Our users in Europe and India were inconvenienced last night by an error - SSL Certificate expired. Our servers were working correctly. This particular problem was caused not by technology, but by a combination of human error and politics. The politics is particularly interesting.
The human error was mine. I did not notice the expiration reminders, because they go to an email box where they are mixed in with our credit card transaction notices, which we get thousands of. I think that this in turn is a usability problem in the Paypal/Payflow system, which apparently cannot turn off email transaction alerts. I can filter them and will do so in the future.
The politics comes from Moldova, a small country, renowned for its homegrown food and wine, where Assembla’s night system administrators live.
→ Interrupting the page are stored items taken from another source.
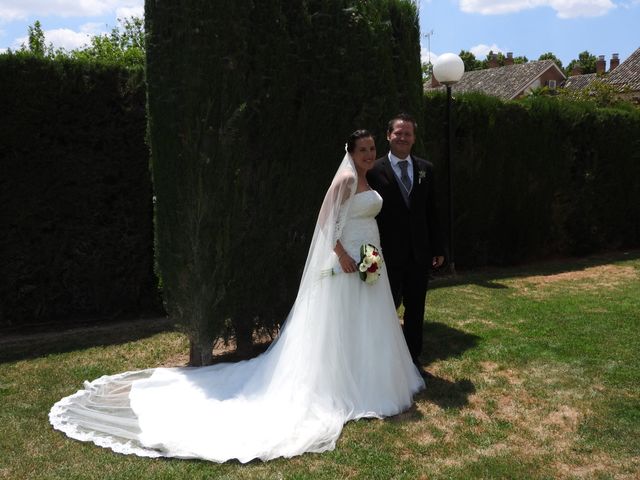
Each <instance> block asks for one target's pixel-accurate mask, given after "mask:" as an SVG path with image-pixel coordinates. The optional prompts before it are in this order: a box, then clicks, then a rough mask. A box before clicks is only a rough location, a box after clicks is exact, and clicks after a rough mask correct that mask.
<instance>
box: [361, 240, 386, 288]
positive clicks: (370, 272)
mask: <svg viewBox="0 0 640 480" xmlns="http://www.w3.org/2000/svg"><path fill="white" fill-rule="evenodd" d="M382 263H383V260H382V256H381V255H380V252H379V251H378V249H377V248H376V247H375V246H374V245H371V244H370V243H365V244H363V245H362V246H361V247H360V263H358V271H359V274H360V280H362V281H363V282H365V283H368V284H372V283H376V282H377V281H378V278H380V268H381V267H382Z"/></svg>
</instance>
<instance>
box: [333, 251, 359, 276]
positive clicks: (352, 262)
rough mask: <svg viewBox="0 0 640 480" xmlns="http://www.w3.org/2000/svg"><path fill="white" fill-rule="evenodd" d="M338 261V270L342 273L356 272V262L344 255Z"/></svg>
mask: <svg viewBox="0 0 640 480" xmlns="http://www.w3.org/2000/svg"><path fill="white" fill-rule="evenodd" d="M338 260H339V261H340V268H342V271H343V272H344V273H353V272H355V271H357V270H358V265H357V264H356V261H355V260H354V259H353V258H351V257H350V256H349V255H348V254H346V253H345V254H344V255H342V256H341V257H340V258H339V259H338Z"/></svg>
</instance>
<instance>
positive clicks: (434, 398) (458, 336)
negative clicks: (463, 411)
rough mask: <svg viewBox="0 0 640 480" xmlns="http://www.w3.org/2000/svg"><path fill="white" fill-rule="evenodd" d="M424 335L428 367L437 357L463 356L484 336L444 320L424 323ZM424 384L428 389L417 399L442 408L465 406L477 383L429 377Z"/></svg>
mask: <svg viewBox="0 0 640 480" xmlns="http://www.w3.org/2000/svg"><path fill="white" fill-rule="evenodd" d="M424 338H425V341H424V344H423V348H422V351H423V353H422V355H421V357H420V359H421V361H422V362H423V364H424V365H426V366H427V367H428V365H430V364H432V363H433V362H435V361H436V360H445V359H447V358H451V357H458V356H460V355H462V354H463V353H464V352H465V351H467V350H469V349H471V348H474V347H475V346H476V345H477V344H478V341H479V340H480V338H481V337H479V336H477V335H473V334H470V333H466V332H463V331H462V330H458V329H455V328H451V327H450V326H448V325H445V324H443V323H437V322H427V323H425V325H424ZM425 383H426V388H425V389H424V390H423V391H422V392H420V393H419V394H418V395H417V396H416V399H417V400H426V401H429V402H431V403H435V404H436V405H438V406H439V407H441V408H462V407H464V406H465V405H467V404H468V403H469V395H471V394H472V393H474V392H475V391H476V387H475V385H474V384H473V382H471V380H468V379H462V380H457V381H455V382H451V381H449V380H446V379H444V378H438V377H435V376H432V377H429V378H426V379H425Z"/></svg>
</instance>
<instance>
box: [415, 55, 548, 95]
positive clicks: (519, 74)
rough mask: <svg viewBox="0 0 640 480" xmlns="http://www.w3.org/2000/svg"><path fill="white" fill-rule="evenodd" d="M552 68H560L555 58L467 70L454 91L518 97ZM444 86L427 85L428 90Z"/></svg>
mask: <svg viewBox="0 0 640 480" xmlns="http://www.w3.org/2000/svg"><path fill="white" fill-rule="evenodd" d="M550 68H558V67H557V66H556V64H555V62H554V61H553V60H540V61H537V62H528V63H521V64H514V65H507V66H504V67H497V68H487V69H484V70H472V71H470V72H465V73H464V75H463V76H462V79H461V80H460V81H459V82H458V83H456V84H455V85H453V87H452V88H451V91H452V92H453V93H461V92H482V93H486V94H487V95H493V96H494V97H499V98H502V99H505V100H511V99H513V98H516V97H517V96H518V94H520V93H521V92H522V91H523V90H524V89H525V88H526V87H528V86H529V85H530V84H531V82H533V81H534V80H535V79H536V78H538V77H539V76H540V75H542V74H543V73H544V72H546V71H547V70H548V69H550ZM442 88H444V87H442V86H440V87H435V88H434V87H430V86H429V87H427V90H436V89H442Z"/></svg>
Yesterday, the government of Moldova shut down the Internet and took our guys offline. So, when I went to bed last night, I knew that for extraordinary reasons, we didn’t have night coverage, and I was worried. Sure enough, I was barely asleep when the ticking time bomb went off and the SSL certificate expired. A call from an alert user finally woke me up, at which point Moldova was back online, and we fixed the problem.
Moldova is a peaceful and friendly country with a strong engineering tradition, which is remarkable when you consider two things. First, it is the poorest country in Europe, and mostly agricultural. Second, it is a tiny country wedged between Russia, which recently governed Moldova and occupies a slice of Moldova called Transdniestria, and Romania, which speaks the same language and was in the past joined with Moldova. Romania has been stealthily absorbing Moldovans into the EU by issuing them Romanian passports.
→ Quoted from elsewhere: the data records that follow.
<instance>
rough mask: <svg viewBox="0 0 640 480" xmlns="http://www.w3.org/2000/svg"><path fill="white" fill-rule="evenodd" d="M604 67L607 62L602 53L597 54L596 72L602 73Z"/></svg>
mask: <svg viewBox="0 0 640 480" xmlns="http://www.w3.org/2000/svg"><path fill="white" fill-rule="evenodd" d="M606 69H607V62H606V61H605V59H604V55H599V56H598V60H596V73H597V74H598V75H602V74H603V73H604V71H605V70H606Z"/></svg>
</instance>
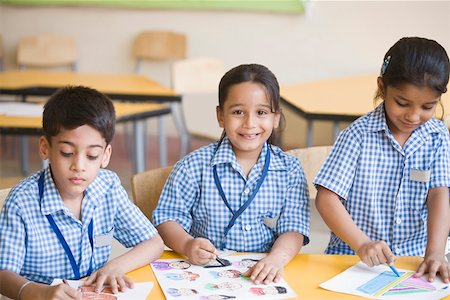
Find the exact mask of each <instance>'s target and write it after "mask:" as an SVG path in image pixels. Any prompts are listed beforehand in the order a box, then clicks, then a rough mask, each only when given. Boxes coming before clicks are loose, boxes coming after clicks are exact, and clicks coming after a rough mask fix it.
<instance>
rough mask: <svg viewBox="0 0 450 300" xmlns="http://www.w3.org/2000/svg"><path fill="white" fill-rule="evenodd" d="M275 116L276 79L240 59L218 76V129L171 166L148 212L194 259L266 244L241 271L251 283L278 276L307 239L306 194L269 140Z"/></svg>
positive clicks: (306, 202)
mask: <svg viewBox="0 0 450 300" xmlns="http://www.w3.org/2000/svg"><path fill="white" fill-rule="evenodd" d="M280 118H281V109H280V94H279V86H278V82H277V80H276V78H275V76H274V75H273V73H272V72H271V71H270V70H268V69H267V68H266V67H264V66H261V65H256V64H251V65H241V66H238V67H236V68H233V69H231V70H230V71H228V72H227V73H226V74H225V75H224V76H223V77H222V79H221V81H220V84H219V106H218V107H217V119H218V122H219V125H220V127H222V128H224V134H223V137H222V138H221V139H220V140H219V141H218V142H216V143H213V144H211V145H209V146H206V147H204V148H201V149H198V150H196V151H193V152H192V153H190V154H189V155H187V156H186V157H185V158H183V159H182V160H181V161H180V162H178V163H177V164H176V165H175V166H174V169H173V171H172V173H171V174H170V176H169V178H168V181H167V183H166V185H165V187H164V190H163V192H162V194H161V197H160V200H159V203H158V206H157V208H156V209H155V211H154V212H153V220H154V223H155V225H156V226H157V229H158V231H159V232H160V234H161V236H162V237H163V239H164V241H165V243H166V244H167V245H168V246H169V247H171V248H172V249H174V250H175V251H177V252H179V253H182V254H184V255H186V256H187V257H188V258H189V259H190V261H191V262H192V263H195V264H206V263H208V262H209V261H210V260H214V259H215V258H216V257H217V254H218V252H217V249H231V250H235V251H245V252H267V251H269V253H268V255H267V256H266V257H264V258H263V259H261V260H260V261H259V262H258V263H257V264H256V265H255V266H253V267H251V268H250V269H249V271H248V272H247V273H245V274H244V275H246V276H249V277H250V278H251V279H252V280H253V281H254V282H255V283H256V284H259V283H270V282H273V281H275V282H277V281H278V280H279V279H280V278H281V274H282V271H283V267H284V266H285V265H286V264H287V263H288V262H289V261H290V260H291V259H292V258H293V257H294V256H295V255H296V254H297V253H298V252H299V250H300V248H301V246H302V245H303V244H307V243H308V241H309V238H308V236H309V194H308V188H307V184H306V179H305V175H304V173H303V169H302V167H301V165H300V163H299V161H298V159H297V158H295V157H293V156H291V155H288V154H286V153H284V152H283V151H282V150H281V149H280V148H278V147H276V146H273V145H271V144H270V141H271V137H272V133H273V130H274V129H275V128H277V127H278V125H279V122H280Z"/></svg>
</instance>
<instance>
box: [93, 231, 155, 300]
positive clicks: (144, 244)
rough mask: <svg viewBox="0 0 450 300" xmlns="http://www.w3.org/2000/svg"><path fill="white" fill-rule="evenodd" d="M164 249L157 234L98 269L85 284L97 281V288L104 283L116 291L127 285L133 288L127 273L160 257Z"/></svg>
mask: <svg viewBox="0 0 450 300" xmlns="http://www.w3.org/2000/svg"><path fill="white" fill-rule="evenodd" d="M163 251H164V244H163V241H162V239H161V237H160V236H159V234H157V235H155V236H154V237H152V238H151V239H149V240H145V241H143V242H141V243H139V244H137V245H136V246H135V247H134V248H133V249H131V250H129V251H128V252H126V253H124V254H122V255H120V256H118V257H116V258H115V259H113V260H111V261H109V262H108V263H107V264H105V265H104V266H103V267H102V268H100V269H98V270H97V271H96V272H94V273H93V274H92V275H91V276H89V278H88V280H86V283H85V285H91V284H93V283H94V282H95V286H96V290H97V291H101V290H102V287H103V286H104V284H105V283H106V284H109V285H110V286H111V289H112V291H113V292H114V293H117V292H118V291H119V290H120V291H124V290H125V289H126V288H127V287H130V288H132V287H133V282H132V281H131V280H130V279H129V278H128V277H126V276H125V273H127V272H129V271H132V270H135V269H137V268H139V267H142V266H143V265H145V264H148V263H150V262H152V261H154V260H155V259H158V258H159V257H160V256H161V254H162V253H163Z"/></svg>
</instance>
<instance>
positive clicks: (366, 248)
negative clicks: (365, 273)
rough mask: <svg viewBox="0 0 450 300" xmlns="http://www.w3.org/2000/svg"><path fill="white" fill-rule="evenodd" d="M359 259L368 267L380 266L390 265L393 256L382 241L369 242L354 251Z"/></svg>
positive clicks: (392, 259) (392, 261)
mask: <svg viewBox="0 0 450 300" xmlns="http://www.w3.org/2000/svg"><path fill="white" fill-rule="evenodd" d="M356 254H358V256H359V258H360V259H361V261H362V262H363V263H365V264H366V265H368V266H369V267H373V266H378V265H381V264H386V263H387V264H391V263H393V262H394V261H395V255H394V254H393V253H392V251H391V249H390V248H389V246H388V245H387V244H386V243H385V242H384V241H369V242H367V243H364V244H363V245H362V246H361V247H359V249H357V250H356Z"/></svg>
Moldova held an election on Sunday, and Monday, the results came in. The incumbent communists won about 50% of the vote and 60% of parliament. This is a credible result, given that the communists have during the past two years delivered peace and prosperity, albeit with corruption. The election was certified as "orderly" by international observers. The opposition claims that one reason for the calm and orderly voting was that thousands of dead people voted. A lot of young people in Moldova are not happy with the prospect of spending another 4 years with one of the world's only elected communist governments.
Students in Moldova fired up their computers and mobile phones, got on Twitter / facebook / SMS, and organized a protest with the keyword #pman. They converged on the presidential building, swarmed around the guards, broke the windows, and went inside, where they raised the Romanian flag, asked the incumbent president to leave the country, etc.
The incumbent government of Moldova then shut down Internet and mobile phone service in the capital, Chisinau. This tactic limited the formation of new flashmobs.
Spreading admin work into different time zones is a good way to get 24 hour coverage, but this example shows that it has some problems. I am not sure that it offers a general lesson, because I have not seen an entire country go offline before. It seems pretty rare.